Almanach de Québec (1780)/Explication du système solaire et des corps célestes

Guillaume Brown (1p. 17-25).

EXPLICATION

Du Systeme Solaire, et des Corps Celestes qui le compoſent, avec leurs noms, diſtances et magnitudes.

Du SOLEIL.


LE Soleil eſt un globe de feu immenſe, placé près du centre de tous les orbes des Planetes et Cometes. Il tourne autour de ſon Axe en 25 jours 6 heures. Son diamêtre eſt de 763,000 miles. Un Spectateur placé dans le Soleil verrait toutes les Planetes ſe mouvoir régulierement autour de lui ſur le meme ſens ; mais en les obſervant de deſſus la Terre ou de quelqu’autre Planete, il lui ſemblerait que les autres tantôt avancent, tantôt reculent et quelquefois demeurent immobiles. Il eſt à propos de remarquer ici, que ni le Soleil ni aucune des Planetes n’ont point d’Axe matériel qui les ſoutienne : l’Axe des Planetes n’eſt qu’une ligne imaginaire que l’on conçoit paſſer au travers leurs centres, et ſur laquelle elles tournent comme ſur un axe réel. Une boule jettée en l’air en pirouetant tourne ſur elle-même en s’avançant ; et par conſéquent eſt dite tourner ſur ſon Axe ; telles ſont les lignes que nous deſignons en parlant des Corps Céleſtes.

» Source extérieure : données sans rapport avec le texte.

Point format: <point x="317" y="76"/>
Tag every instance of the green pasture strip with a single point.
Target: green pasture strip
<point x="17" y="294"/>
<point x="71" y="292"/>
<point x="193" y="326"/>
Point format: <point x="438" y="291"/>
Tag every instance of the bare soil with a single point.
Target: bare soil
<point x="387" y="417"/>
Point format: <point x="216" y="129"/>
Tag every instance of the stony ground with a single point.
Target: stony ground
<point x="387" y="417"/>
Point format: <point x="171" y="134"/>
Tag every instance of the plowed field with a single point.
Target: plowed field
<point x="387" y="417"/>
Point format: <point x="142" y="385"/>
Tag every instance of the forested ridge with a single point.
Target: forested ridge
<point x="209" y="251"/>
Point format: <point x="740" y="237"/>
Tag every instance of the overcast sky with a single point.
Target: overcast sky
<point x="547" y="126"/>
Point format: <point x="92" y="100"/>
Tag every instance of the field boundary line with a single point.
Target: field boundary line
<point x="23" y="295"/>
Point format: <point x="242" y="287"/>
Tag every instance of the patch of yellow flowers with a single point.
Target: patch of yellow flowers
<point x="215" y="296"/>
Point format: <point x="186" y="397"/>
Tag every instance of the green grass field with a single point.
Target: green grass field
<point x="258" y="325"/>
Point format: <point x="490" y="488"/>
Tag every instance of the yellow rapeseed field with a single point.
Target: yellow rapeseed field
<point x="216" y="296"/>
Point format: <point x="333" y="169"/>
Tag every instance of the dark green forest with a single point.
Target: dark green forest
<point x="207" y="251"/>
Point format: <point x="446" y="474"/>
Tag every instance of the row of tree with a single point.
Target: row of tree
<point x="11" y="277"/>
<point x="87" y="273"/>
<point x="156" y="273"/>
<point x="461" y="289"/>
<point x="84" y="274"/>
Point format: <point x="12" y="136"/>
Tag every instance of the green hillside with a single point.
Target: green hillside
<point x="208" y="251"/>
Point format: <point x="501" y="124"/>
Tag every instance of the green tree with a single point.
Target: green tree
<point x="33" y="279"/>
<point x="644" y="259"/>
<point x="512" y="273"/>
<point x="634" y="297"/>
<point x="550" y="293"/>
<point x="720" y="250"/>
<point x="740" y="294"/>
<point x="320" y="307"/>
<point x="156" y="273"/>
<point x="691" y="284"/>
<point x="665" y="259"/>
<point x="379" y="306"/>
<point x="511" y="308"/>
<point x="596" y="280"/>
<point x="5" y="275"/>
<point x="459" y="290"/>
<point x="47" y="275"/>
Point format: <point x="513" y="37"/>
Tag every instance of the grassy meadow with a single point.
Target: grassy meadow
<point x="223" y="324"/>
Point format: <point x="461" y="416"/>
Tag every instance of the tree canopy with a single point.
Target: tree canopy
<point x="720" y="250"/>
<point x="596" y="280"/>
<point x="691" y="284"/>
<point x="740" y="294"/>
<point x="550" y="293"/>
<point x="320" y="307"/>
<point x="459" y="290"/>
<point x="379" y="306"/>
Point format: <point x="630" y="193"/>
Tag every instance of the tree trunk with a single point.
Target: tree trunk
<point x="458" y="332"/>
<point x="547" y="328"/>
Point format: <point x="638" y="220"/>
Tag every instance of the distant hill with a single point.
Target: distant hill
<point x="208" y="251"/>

Par les Orbes des Planetes nous entendons leurs cours dans l’eſpace vuide dans lequel elles cheminent, et ſont retenues par l’influence attractive du Soleil, et la force projectile que le Créateur a mis en elles.

De MERCURE.

Mercure, la plus proche du Soleil, décrit ſon cercle autour de lui à peu-près dans l’eſpace de 87 jours 23 heures, ce qui eſt la longueur de ſon année. Sa diſtance du Soleil eſt d’environ 32 milions de miles, et ſon diamètre de 2,600. Dans ſon cours autour du Soleil il meut à raiſon de 95,000 miles par heure. Il reçoit du Soleil preſque ſept fois autant de clarté et de chaleur que la Terre : Cette prodigieuſe chaleur n’eſt cependant pas une preuve que cette Planete ne puiſſe être habitée, parce que le Créateur a pû auſſi bien ajuſter les Corps et la conſtitution de ſes habitans à la chaleur exceſſive du lieu qu’ils habitent, que les notres à la température de la Terre.

De VENUS.

Cette Planete, qui eſt la ſeconde en ordre, eſt éloignée de 59 milions de miles du Soleil, et en tournant à raiſon de 69,000 miles par heure dans ſon orbe, acheve ſa révolution autour du Soleil à peu-près en 224 jours 17 heures, ce qui eſt ſon année, laquelle n’a que 9 jours un quart de ſon tems, parce que ſon jour et ſa nuit, ſont auſſi longs que 24 jours et nuits et un tiers de notre tems. Ce quart de jour chaque année, fait dans Venus une année biſſexe de quatre en quatre ans comme ſur la Terre. Son diamètre eſt de 7,906 miles. Lorſqu’elle parait à l’Oueſt du Soleil elle ſe lève avant lui, et alors on l’appelle l’Etoile du matin ; mais quand elle parait à l’Eſt du Soleil elle ſe couche après lui, et pour lors on la nomme l’Etoile du ſoir.

De la TERRE.

La Terre ſuit immédiatement Venus dans l’ordre du Syſtême. Sa diſtance du Soleil eſt de 81 milions de miles : elle fait ſa révolution autour de lui en 365 jours 5 heures 49 minutes. Elle fait 58,000 miles par heure ; ce mouvement ſurpaſſe 129 fois la viteſſe de celui d’un boulet de canon. Le diamètre de la Terre eſt de 7,970 miles, et en tournant ſur ſon axe en 24 heures de l’Occident à l’Orient, cauſe l’apparence d’un mouvement diurne des Corps Céleſtes de l’Eſt à l’Oueſt.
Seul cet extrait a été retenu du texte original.